Perhaps, though, it's not fair to test Robert McHenry's remarks by looking at a wiki entry for a relatively obscure subject like EP Thompson. If anyone does a wiki search for 'Israel', or 'Islamofascism', then they are likely to find the going less gentle, as Paul Vallely explains:

[Y]ou will detect the hands of dedicated contributors with idiosyncratic beliefs whose views are there because no one has the time and energy to counteract the bias.

Some pages seem to have been taken over by fanatics and special interest groups (try the Scientology page). When others try to correct their pages the dedicatees "revert" the contributions of new contributors.

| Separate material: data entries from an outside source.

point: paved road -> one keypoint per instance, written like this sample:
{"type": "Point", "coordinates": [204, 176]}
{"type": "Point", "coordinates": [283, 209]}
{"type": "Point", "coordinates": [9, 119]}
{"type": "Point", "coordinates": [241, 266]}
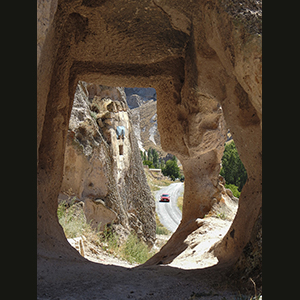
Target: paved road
{"type": "Point", "coordinates": [168, 212]}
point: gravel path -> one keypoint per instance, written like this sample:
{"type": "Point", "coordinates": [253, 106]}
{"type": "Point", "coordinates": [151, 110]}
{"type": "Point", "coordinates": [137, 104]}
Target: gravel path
{"type": "Point", "coordinates": [168, 212]}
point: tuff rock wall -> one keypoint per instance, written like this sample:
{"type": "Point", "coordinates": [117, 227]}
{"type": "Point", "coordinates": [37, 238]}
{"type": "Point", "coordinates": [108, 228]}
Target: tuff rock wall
{"type": "Point", "coordinates": [103, 171]}
{"type": "Point", "coordinates": [204, 60]}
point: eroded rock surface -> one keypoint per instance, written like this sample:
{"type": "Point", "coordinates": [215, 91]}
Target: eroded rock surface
{"type": "Point", "coordinates": [204, 60]}
{"type": "Point", "coordinates": [103, 169]}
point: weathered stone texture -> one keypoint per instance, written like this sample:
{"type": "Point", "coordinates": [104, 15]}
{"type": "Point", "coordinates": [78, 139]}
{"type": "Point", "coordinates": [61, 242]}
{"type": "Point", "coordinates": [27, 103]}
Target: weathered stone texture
{"type": "Point", "coordinates": [206, 68]}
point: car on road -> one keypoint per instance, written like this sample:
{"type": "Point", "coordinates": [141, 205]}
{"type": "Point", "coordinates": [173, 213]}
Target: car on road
{"type": "Point", "coordinates": [164, 198]}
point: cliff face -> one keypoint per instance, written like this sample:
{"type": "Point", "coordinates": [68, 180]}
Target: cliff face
{"type": "Point", "coordinates": [104, 169]}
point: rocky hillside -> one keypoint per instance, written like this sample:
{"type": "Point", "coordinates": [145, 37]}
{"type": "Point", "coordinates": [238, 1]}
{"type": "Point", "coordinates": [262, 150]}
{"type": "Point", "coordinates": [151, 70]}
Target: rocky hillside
{"type": "Point", "coordinates": [103, 167]}
{"type": "Point", "coordinates": [144, 119]}
{"type": "Point", "coordinates": [138, 96]}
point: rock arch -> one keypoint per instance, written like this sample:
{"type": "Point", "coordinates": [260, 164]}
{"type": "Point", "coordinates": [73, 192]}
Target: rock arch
{"type": "Point", "coordinates": [206, 68]}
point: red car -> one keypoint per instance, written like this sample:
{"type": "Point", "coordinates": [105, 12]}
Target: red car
{"type": "Point", "coordinates": [164, 198]}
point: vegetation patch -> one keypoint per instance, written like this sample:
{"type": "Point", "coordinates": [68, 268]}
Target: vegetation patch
{"type": "Point", "coordinates": [71, 217]}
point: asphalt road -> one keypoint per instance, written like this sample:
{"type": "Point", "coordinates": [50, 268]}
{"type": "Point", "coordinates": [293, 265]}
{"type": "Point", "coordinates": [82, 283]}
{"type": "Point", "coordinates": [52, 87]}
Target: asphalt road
{"type": "Point", "coordinates": [168, 212]}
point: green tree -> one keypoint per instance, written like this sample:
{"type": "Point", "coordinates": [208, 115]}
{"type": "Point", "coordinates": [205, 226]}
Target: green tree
{"type": "Point", "coordinates": [233, 169]}
{"type": "Point", "coordinates": [171, 169]}
{"type": "Point", "coordinates": [155, 158]}
{"type": "Point", "coordinates": [148, 163]}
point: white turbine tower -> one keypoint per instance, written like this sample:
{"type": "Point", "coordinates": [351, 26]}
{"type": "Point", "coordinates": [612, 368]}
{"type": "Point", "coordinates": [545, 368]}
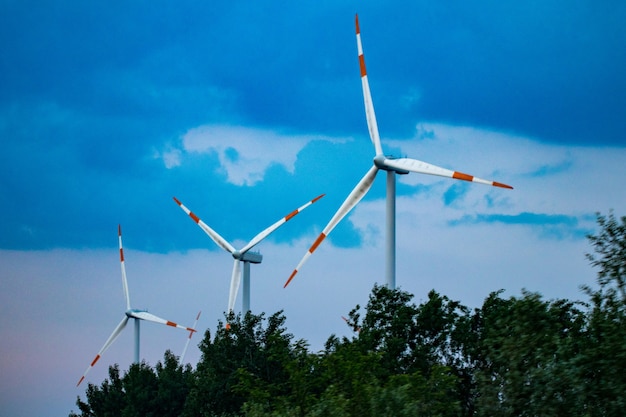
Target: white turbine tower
{"type": "Point", "coordinates": [393, 166]}
{"type": "Point", "coordinates": [243, 254]}
{"type": "Point", "coordinates": [130, 313]}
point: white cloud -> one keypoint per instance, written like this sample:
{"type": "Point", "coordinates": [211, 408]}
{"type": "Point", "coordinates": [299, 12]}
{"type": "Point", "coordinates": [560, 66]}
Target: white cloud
{"type": "Point", "coordinates": [245, 154]}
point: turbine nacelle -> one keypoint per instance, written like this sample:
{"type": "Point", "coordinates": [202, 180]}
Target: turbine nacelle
{"type": "Point", "coordinates": [133, 313]}
{"type": "Point", "coordinates": [381, 162]}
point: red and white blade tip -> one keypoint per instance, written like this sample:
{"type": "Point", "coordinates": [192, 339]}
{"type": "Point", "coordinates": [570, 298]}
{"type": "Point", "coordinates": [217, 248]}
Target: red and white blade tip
{"type": "Point", "coordinates": [466, 177]}
{"type": "Point", "coordinates": [312, 249]}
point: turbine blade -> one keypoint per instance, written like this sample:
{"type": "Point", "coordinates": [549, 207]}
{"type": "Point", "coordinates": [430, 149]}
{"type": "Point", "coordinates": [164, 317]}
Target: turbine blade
{"type": "Point", "coordinates": [144, 315]}
{"type": "Point", "coordinates": [108, 343]}
{"type": "Point", "coordinates": [276, 225]}
{"type": "Point", "coordinates": [413, 165]}
{"type": "Point", "coordinates": [367, 95]}
{"type": "Point", "coordinates": [195, 323]}
{"type": "Point", "coordinates": [234, 285]}
{"type": "Point", "coordinates": [219, 240]}
{"type": "Point", "coordinates": [352, 200]}
{"type": "Point", "coordinates": [124, 281]}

Perhaps there's another way of looking at the chaos of disputation that besets parts of Wikipedia, though. There is no such thing, even in the most august encyclopedia, as value-free facts, or a straightforward historical narrative. Every fact is affected by the prism of assumptions we bring to it, and every story we hear is constructed rather than simply 'the way it happened'. Perhaps the more outrageous Wikipedia entries serve the useful purpose of reminding of us these truths, and keeping us on our toes? Perhaps the aim of an encyclopedia, or any textbook for that matter, should be to stimulate discussion, rather than settle it?

2 Comments:

Anonymous Anonymous said...

For the record, I was the one who compared rate of information flow to the frequency with which Mr. McHenry flushed his toilet (or, for that matter, dinged Wikipedia).

The article I was responding to, http://www.opendemocracy.net/media-edemocracy/wikipedia_bias_3621.jsp , has no mention of toilets but for some reason brought them to this writer's mind. :-)

7:52 am  
Anonymous Anonymous said...

If you learn how to edit - basically hit the edit button - you can have hours of fun correcting minor biographical errors of obscure socialist heroes of your choice.

If you learn how to sign in and write new entries you can even create new entries for obscure socialist heroes of the past who have yet to be recognised - Highly addictive!